3 big ways technology can help prevent domestic and sexual violence

We live in a world that is increasingly driven by technology. Our lives are more connected than ever through the web, and we rely on devices and apps to communicate and conduct our daily business. For many of us, this near-constant interconnectedness is the new normal.

Unfortunately, for survivors of domestic and sexual violence this can pose serious problems. Offenders have found myriads of ways to adapt technology to perpetuate violence and abuse. We hear stories all the time: revenge pornography, threats and stalking through social media, internet trolling and more. Communities who want to address domestic and sexual violence are sometimes left unsure of what they can do to help.

But we shouldn’t lose hope. Even while we face these challenges, we need to recognize the opportunities offered by these new tools. Technology and social media can have a positive impact on the work to end domestic and sexual violence.

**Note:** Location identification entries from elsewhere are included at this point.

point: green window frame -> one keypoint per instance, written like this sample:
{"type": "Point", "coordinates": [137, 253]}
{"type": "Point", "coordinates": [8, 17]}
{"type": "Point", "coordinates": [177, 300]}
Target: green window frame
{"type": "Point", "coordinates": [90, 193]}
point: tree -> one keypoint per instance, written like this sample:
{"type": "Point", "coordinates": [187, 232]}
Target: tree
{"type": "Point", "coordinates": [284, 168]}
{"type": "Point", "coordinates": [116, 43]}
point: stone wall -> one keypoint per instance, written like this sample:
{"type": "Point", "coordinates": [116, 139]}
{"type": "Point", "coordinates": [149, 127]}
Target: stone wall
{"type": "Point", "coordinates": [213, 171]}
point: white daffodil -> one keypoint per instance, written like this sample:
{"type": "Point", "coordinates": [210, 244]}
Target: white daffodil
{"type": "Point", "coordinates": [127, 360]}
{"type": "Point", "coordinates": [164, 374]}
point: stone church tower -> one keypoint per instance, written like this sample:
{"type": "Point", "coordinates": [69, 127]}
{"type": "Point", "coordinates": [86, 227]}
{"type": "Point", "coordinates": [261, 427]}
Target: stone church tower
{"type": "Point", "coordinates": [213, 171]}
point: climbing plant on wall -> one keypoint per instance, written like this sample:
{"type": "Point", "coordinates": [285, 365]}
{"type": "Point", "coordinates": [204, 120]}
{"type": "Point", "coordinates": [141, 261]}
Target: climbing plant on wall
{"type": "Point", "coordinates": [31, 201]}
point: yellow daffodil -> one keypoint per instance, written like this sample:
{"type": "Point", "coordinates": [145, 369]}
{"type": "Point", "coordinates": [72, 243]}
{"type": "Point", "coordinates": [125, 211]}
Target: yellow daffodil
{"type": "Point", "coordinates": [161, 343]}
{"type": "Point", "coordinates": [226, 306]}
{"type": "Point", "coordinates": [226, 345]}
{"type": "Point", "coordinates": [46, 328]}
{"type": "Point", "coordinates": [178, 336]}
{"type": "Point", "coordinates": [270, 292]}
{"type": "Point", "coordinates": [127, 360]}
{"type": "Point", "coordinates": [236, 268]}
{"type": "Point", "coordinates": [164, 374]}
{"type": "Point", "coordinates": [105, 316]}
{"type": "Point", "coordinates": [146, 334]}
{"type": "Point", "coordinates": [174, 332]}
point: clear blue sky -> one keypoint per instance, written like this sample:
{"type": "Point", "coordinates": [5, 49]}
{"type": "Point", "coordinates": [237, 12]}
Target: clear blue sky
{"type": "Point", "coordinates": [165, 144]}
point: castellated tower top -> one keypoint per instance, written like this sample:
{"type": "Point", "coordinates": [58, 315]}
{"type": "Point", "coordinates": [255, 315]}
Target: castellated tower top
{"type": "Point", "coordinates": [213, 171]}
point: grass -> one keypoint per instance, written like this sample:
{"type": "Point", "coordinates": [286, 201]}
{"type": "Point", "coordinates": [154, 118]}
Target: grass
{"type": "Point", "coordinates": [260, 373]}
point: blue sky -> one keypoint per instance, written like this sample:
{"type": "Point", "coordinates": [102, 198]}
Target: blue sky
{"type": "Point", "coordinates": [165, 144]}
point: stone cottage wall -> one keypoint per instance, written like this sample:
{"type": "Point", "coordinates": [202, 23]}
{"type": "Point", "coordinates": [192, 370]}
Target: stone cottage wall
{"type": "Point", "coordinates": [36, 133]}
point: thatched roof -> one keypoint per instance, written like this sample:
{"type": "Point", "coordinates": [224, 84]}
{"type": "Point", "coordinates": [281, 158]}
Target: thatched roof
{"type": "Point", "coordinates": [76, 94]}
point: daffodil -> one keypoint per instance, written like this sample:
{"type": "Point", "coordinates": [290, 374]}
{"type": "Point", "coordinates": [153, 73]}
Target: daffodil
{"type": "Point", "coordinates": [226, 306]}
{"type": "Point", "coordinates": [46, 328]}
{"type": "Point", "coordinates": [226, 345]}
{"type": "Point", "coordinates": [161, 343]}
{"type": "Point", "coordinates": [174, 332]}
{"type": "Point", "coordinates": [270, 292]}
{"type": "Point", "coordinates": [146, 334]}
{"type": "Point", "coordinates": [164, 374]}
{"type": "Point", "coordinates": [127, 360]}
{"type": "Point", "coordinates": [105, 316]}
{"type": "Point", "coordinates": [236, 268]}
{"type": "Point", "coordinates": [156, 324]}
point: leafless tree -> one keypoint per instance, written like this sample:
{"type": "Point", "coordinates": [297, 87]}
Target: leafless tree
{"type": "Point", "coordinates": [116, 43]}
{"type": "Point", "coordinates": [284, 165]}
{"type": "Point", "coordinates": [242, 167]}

  • Amplify the voices of survivors. Through social media, survivors and their allies have claimed new space for their stories and perspectives. Online campaigns like #YesAllWomen and #NoMore have brought individuals’ stories into the mainstream. Online activists are sparking conversations that challenge old questions in new ways, and are engaging a whole new audience in the process. Arguably, public awareness around sexual assault and domestic violence has never been as high as it is right now — and we have to give social media much of the credit.
  • Pressure decision-makers. Last fall, when video of Ray Rice beating his then-fiancée Janay Palmer went viral, it sparked a national dialogue about the role of sports culture in responding to abuse. As a result, the NFL has changed its policy and practice around domestic and sexual violence; other professional sports leagues are also taking notice. Similarly, the story of Emma Sulkowitz — the senior from Columbia University who began carrying her mattress around the school to protest her rapist being allowed to stay on campus — is one of a wave of personal stories that have put pressure on university officials nationwide to change the way they handle sexual assault on campus. There is no doubt that these online conversations are impacting real-world policy in our communities and institutions.
  • Offer new ways of seeking support and safety. Increasingly, services for survivors can be offered in digital formats, providing one more point-of-entry for someone to reach out for help. The National Domestic Violence Hotline, the Rape, Abuse and Incest National Network, and some Maine-based support services have chat services available. For individuals, apps like Circle of 6 offer tools to help friends keep one another safe, and mobile-friendly program websites ensure that information and resources are only a few taps away. Technology offers new opportunities for holding offenders accountable, with videos, GPS records, and texts and emails being used by law enforcement and prosecutors in their cases.

Technology offers no panacea to the problem. No singular app can keep a person safe, and online activism alone isn’t going to stop violence. But they are pieces to solving the puzzle, and provide new and different ways for communities to engage. We are doing a disservice to survivors and our larger communities if we only focus on the ways technology and social media are used to perpetrate abuse; we must actively work toward using technology and social media for violence prevention.